Sunday, 31 July 2011

A Rhapsody in Blue, George Gershwin (1924) or Where we learn that maybe Woody Allen had a point, but not that point obviously

I'm taking a slightly different tack with this blog now, as of tomorrow I am taking a three week trip from New York to Texas and the contents of my Ipod will be a fairly constant companion- and to keep a record of my trip I'm hoping to blog each day with a song connected to the place I'm in or a song that has become part of my trip. I start in New York City, a city with a surfeit of songs. From the ridiculous (New York, New York), the inescapable (New York State of Mind) and the excellent (Rockaway Beach).

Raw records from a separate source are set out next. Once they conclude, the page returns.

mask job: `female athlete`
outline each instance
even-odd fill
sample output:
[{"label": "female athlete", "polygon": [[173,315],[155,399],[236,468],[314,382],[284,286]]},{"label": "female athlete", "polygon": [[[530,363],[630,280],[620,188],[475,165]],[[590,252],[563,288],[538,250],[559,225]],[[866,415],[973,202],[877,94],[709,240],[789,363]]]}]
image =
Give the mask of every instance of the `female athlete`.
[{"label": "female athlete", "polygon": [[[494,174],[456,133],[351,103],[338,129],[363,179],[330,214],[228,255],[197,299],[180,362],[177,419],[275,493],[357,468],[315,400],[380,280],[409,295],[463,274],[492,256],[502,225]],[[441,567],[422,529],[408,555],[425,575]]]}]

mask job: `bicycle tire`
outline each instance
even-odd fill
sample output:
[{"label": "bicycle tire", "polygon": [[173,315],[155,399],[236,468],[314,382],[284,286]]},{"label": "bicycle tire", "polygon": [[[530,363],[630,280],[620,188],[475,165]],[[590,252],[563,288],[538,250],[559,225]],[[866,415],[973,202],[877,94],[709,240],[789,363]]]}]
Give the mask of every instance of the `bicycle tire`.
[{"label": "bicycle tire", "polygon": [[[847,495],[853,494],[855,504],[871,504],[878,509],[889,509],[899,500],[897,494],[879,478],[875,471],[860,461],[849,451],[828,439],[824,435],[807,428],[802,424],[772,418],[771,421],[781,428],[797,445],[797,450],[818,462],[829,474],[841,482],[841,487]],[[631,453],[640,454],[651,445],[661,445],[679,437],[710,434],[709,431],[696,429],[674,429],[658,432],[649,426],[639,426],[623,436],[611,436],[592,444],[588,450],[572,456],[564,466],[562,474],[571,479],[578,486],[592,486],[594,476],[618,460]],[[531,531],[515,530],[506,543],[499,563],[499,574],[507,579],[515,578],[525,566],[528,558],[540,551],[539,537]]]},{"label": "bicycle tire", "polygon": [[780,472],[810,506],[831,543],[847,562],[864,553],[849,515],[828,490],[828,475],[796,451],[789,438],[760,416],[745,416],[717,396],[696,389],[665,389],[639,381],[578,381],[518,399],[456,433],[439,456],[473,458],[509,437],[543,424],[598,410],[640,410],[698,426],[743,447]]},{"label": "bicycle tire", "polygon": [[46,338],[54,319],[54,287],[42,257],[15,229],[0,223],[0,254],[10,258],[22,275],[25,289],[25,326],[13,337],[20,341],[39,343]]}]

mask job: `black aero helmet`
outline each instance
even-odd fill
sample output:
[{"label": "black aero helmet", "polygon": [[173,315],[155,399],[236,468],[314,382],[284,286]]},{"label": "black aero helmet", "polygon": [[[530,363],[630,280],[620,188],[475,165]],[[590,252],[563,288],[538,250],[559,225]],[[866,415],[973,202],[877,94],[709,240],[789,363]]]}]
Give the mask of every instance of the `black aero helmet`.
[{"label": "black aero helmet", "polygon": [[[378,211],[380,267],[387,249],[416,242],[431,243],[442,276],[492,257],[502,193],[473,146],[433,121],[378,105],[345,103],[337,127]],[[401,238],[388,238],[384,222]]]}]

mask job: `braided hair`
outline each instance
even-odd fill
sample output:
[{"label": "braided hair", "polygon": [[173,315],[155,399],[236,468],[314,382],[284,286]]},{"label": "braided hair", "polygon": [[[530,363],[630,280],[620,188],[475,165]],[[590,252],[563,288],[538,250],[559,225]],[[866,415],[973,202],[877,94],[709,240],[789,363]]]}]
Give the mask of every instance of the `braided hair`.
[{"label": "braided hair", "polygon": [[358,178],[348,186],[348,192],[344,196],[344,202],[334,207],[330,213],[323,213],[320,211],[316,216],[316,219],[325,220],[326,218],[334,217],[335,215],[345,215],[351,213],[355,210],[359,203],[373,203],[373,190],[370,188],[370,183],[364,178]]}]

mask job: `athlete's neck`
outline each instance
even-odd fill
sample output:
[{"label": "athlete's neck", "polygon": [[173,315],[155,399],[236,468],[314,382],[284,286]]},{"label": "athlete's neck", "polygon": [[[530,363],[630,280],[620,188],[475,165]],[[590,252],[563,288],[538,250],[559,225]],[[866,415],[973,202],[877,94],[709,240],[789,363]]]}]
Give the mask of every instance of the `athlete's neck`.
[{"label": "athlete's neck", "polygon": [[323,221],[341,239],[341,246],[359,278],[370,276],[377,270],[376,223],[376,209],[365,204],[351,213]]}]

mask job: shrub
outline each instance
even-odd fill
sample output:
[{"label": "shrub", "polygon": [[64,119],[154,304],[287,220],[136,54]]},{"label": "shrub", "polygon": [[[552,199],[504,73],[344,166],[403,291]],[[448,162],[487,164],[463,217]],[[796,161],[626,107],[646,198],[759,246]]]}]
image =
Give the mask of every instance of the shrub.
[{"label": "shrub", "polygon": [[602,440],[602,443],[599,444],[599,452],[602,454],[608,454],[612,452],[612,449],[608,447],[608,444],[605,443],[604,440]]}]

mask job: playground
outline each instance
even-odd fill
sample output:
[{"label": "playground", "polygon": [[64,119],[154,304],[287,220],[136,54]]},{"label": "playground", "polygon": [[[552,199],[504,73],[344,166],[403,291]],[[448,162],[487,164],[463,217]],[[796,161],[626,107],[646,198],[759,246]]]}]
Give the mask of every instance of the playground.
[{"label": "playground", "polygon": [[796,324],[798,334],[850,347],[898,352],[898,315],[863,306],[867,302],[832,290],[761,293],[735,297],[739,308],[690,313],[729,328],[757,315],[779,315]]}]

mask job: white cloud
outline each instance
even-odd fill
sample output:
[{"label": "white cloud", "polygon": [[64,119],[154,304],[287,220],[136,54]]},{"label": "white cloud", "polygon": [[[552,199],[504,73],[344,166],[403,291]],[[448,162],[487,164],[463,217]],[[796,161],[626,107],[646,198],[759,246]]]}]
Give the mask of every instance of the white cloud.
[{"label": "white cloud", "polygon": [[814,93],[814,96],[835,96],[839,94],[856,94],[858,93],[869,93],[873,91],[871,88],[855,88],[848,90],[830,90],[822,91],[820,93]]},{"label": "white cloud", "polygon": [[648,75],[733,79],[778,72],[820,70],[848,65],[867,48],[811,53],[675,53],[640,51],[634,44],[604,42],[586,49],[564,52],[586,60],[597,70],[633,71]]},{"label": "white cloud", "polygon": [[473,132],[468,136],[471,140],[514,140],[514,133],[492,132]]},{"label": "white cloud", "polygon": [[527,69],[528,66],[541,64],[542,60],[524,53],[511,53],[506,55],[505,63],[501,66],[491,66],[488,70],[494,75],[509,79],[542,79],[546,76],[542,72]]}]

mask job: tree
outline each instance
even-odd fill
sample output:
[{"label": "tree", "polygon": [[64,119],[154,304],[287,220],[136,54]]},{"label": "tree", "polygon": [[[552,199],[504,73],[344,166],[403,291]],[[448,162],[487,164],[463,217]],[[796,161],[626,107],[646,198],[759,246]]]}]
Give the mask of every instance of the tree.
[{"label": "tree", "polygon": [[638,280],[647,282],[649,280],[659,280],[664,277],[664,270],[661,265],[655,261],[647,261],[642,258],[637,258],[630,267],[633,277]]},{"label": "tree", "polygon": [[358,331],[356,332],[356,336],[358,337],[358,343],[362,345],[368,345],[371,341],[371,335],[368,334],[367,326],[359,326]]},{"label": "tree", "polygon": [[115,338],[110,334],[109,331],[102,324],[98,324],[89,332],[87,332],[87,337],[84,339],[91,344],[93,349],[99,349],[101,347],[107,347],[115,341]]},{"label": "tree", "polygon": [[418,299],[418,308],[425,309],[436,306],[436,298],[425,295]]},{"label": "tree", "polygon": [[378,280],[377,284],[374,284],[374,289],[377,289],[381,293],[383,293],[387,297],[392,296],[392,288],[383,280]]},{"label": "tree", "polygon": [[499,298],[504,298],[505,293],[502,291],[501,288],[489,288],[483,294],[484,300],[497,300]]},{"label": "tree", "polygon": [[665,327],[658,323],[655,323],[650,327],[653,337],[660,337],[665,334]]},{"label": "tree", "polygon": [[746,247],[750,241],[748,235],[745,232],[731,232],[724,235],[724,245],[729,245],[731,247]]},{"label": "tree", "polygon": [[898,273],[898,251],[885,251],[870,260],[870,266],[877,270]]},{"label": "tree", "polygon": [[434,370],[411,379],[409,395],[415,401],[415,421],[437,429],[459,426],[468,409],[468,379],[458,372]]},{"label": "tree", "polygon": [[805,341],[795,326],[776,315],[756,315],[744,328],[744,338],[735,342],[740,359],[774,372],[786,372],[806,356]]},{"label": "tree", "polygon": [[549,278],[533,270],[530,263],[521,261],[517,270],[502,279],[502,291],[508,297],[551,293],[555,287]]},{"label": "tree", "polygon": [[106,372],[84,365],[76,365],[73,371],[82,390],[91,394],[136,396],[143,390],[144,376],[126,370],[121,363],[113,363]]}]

They are all songs about the City, trying to capture something that is undeniably New York (It's vitality, it's opportunities etc...) but the piece of music I have chosen is OF New York. It's a product of it's teeming streets, and it's cavernous avenues. I'm not denying the fact that the song is now largely linked to New York due to it's role In Woody Allens "Manhattan" but Allen understood the piece. Gershwin was trying to capture the sound of New York in the 20's. The jazzy squeals and rolls were Gershwin looking North to Harlem and the booming Jazz scene. As much as Gershwin was the acceptable face of Jazz to 1920's US audiences he wasn't afraid to identify and pay homage to the influence of Black American music, but the odd shifts in tone see Gershwin looking East to Europe and the influence of Webern, and Shostakovich and Mahler. He took cues from the Avant-Garde European compositional movement and the piece captures that.

I love the piece because it captures New York:the influences from other parts of America and elsewhere, the busy, teeming nature of life in the city, the towering buildings (the clarinets seem to rise and rise above us). That's why Allen (the life-long Jazz fan) chose the piece, it speaks for New York in a way songs cannot, like the city itself it's possibilities are endless and as I sink into the back of a cab on my way from the airport tomorrow, there's only one song to listen to.